Si la technique de la viande maturée séduit de plus en plus de consommateurs curieux et poussés par l'envie de mieux manger ainsi que les chefs -étoilés ou non- du royaume, elle occasionne son lot de dérives, pointées du doigt par un secteur scrupuleux de la qualité.

"Il faut faire attention à la mode de la viande maturée", prévient le boucher Hendrik Dierendonck qui affiche trois boucheries à son actif (Bruxelles, Saint-Idesbald et Nieuport). "Aujourd'hui, on va jusqu'à dix, douze, quatorze semaines avec des races qui ne sont pas toujours faites pour ça. Certaines ne sont pas assez engraissées pour être maturées. Les clients pensent alors acheter de la viande maturée mais c'est en fait de la pourriture. Le savoir-faire est très important", souligne celui qui a commencé à maturer sa viande il y a 13 ans.

Luc Broutard, chef de "La table du boucher" à Mons, qui écoule environ 10 à 12 déhanchés de bœuf maturé par semaine et en possède en permanence environ 50 ou 60 dans ses trois chambres de maturation, défend corps et âme ce savoir-faire et cette technique "qui lui plaisent". "Aujourd'hui, la viande maturée, ça marche, mais il y a beaucoup de choses qui ne sont pas bonnes. Certaines personnes font n'importe quoi. Différentes viandes ne nécessitent pas une longue maturation", s'emporte Luc Broutard qui ne rechigne pas à parler de dérives tant l'on recherche à tout prix "de l'hyper gras et de l'hyper maturé".

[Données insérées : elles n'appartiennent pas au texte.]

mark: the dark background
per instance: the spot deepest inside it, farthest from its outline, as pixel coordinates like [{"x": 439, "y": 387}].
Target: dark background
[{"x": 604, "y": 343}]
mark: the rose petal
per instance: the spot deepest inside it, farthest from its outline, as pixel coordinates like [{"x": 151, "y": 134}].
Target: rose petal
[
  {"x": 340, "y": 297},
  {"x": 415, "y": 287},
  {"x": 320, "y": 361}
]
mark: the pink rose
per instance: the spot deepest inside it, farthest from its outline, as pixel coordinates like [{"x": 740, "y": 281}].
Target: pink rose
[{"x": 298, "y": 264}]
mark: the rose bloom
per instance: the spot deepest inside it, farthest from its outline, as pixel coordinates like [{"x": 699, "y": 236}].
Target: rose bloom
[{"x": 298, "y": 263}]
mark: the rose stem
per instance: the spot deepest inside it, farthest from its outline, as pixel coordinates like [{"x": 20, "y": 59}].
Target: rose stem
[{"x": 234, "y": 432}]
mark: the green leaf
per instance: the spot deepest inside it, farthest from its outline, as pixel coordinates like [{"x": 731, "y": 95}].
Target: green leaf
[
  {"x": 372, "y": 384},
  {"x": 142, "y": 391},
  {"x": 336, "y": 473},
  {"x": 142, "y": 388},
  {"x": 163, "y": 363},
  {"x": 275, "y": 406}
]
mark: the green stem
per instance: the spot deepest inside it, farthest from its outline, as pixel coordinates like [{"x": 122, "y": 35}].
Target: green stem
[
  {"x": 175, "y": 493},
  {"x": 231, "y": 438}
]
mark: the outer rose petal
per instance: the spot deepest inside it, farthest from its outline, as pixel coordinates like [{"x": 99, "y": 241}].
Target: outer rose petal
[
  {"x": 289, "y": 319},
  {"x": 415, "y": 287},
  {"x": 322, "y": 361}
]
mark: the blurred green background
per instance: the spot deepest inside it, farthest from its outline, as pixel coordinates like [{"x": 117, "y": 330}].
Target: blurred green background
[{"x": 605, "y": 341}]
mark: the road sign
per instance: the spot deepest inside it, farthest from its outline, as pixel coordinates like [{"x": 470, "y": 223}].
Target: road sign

Hendrik Dierendonck, lui, préconise huit semaines de maturation maximum, même si une Rubia Gallega peut pousser un peu plus la technique en fonction de l'âge, la marbration, la couverture de gras, la structure... Le boucher qui a fait de la Rouge de Flandre son produit phare (40% de ses ventes de bœuf) met surtout un point d'honneur à ce que ses bêtes aient un certain âge à l'abattage (6-7 ans minimum), aient produit du lait et engendré des veaux. "Ça donne du caractère à la viande. Quand un bœuf a donné du lait, il devient maigre. Ensuite il faut l'engraisser pour qu'il forme un nouveau gras", souligne-t-il.

"C'est la viande qui va décider ce qui est mieux pour elle. C'est comme le vin; certains vins seront meilleurs à garder en cave, d'autres pas. Il faut analyser comment est la viande plutôt que de penser 'plus c'est vieux, plus c'est bon'. On peut aller jusqu'à 40-50 jours de maturation, mais ce n'est pas automatique. Laisser reposer la viande 15 jours, c'est déjà une bonne maturation. Il ne faut parfois pas plus", martèle Luc Broutard.